Correct me if I'm wrong but those revenue numbers wouldn't account for other products driving their ad revenue. Gmail probably isbresponsible for ablot of ad revenue but would be be considered as not moving the needle.
I think the ad revenue is so high because it's the end goal of nearly every "fun" product.
But after just an hour of research I'd already identified over 20 serious issues that could open us up to major liability claims.
To give just one example. This is from Google's own Google health page...
"Unlike a doctor or health plan, Google Health is not regulated by the Health Insurance Portability and Accountability Act (HIPAA), a federal law that establishes data confidentiality standards for patient health information. This is because Google does not store data on behalf of health care providers. Instead, our primary relationship is with the user."
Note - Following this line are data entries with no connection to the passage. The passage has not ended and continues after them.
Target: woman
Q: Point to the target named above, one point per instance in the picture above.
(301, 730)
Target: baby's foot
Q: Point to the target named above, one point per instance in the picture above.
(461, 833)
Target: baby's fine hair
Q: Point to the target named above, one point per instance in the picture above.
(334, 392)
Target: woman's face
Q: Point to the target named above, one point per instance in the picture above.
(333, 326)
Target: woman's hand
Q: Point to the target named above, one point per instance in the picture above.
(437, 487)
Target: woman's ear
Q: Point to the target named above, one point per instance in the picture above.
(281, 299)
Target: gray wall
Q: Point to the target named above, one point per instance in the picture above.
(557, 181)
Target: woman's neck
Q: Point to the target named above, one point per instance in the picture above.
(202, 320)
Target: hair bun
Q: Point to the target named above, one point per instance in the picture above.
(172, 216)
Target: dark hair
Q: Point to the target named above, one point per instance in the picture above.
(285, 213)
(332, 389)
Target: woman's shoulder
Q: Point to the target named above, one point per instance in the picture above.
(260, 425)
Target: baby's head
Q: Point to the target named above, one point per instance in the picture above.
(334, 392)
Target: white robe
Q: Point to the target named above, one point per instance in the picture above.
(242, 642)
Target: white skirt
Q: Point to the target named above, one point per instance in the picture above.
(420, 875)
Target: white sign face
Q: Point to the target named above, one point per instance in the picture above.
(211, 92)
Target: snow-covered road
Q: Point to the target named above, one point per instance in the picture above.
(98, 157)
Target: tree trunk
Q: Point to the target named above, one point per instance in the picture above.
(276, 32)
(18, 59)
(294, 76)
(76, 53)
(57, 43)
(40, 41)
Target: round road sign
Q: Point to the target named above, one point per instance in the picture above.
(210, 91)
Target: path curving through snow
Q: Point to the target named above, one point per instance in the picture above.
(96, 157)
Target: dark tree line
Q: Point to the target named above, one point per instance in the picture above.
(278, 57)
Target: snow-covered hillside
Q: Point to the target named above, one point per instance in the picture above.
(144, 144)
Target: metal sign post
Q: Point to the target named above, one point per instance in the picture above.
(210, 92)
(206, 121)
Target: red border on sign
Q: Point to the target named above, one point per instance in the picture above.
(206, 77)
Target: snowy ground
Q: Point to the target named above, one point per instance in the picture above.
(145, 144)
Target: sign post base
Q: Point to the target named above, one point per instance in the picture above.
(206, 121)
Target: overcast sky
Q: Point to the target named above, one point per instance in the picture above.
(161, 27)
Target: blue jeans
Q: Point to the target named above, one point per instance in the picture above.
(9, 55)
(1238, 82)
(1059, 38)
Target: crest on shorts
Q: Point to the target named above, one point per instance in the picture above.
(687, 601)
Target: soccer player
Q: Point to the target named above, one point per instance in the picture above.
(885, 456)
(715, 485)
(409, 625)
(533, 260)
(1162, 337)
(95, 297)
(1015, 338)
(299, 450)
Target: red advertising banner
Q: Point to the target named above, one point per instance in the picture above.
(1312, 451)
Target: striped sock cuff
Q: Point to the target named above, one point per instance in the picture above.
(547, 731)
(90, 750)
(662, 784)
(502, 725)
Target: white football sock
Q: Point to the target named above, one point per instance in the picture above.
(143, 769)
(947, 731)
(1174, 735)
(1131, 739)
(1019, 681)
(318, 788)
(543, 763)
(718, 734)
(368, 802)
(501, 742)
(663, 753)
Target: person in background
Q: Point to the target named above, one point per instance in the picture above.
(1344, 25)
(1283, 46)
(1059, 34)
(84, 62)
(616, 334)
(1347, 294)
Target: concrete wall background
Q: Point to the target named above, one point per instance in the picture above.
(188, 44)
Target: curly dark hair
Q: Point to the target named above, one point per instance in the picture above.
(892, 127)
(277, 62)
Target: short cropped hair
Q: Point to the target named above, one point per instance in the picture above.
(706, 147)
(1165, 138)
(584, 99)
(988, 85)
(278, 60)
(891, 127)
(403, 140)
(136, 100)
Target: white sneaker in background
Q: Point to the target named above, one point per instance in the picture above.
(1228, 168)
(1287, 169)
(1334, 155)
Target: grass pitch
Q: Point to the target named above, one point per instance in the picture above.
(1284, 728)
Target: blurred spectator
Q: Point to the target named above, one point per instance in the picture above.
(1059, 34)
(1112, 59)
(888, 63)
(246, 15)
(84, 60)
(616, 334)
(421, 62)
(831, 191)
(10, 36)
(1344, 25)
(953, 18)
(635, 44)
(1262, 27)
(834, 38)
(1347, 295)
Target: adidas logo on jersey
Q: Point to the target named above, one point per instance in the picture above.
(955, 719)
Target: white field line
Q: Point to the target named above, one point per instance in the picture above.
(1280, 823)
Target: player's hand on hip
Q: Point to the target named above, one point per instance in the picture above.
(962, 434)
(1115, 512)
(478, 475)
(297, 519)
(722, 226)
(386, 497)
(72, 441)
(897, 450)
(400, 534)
Well...ok...but then how are health care providers supposed to put information in for their clients? The whole point of this is for the patient to carry around accurate information. But if the Doctor has to trust the patient will put the information in themselves there's no way to guarantee all the information will be put in correctly. Meaning the records could be more harm than good. Imagine a scenario where the patient forgets to put in allergy information leading a future physician to assume they have no allergies.
(Yes you could provide patients with a zip file to just upload but there's still no guarantee the user won't unzip it and upload it manually or any of a million other stupid things that users sometimes do)
Had Google actually engaged the industry rather than throwing something at them Google Health could have literally changed the world. Which is a far cry from the quick death it has found itself suffering.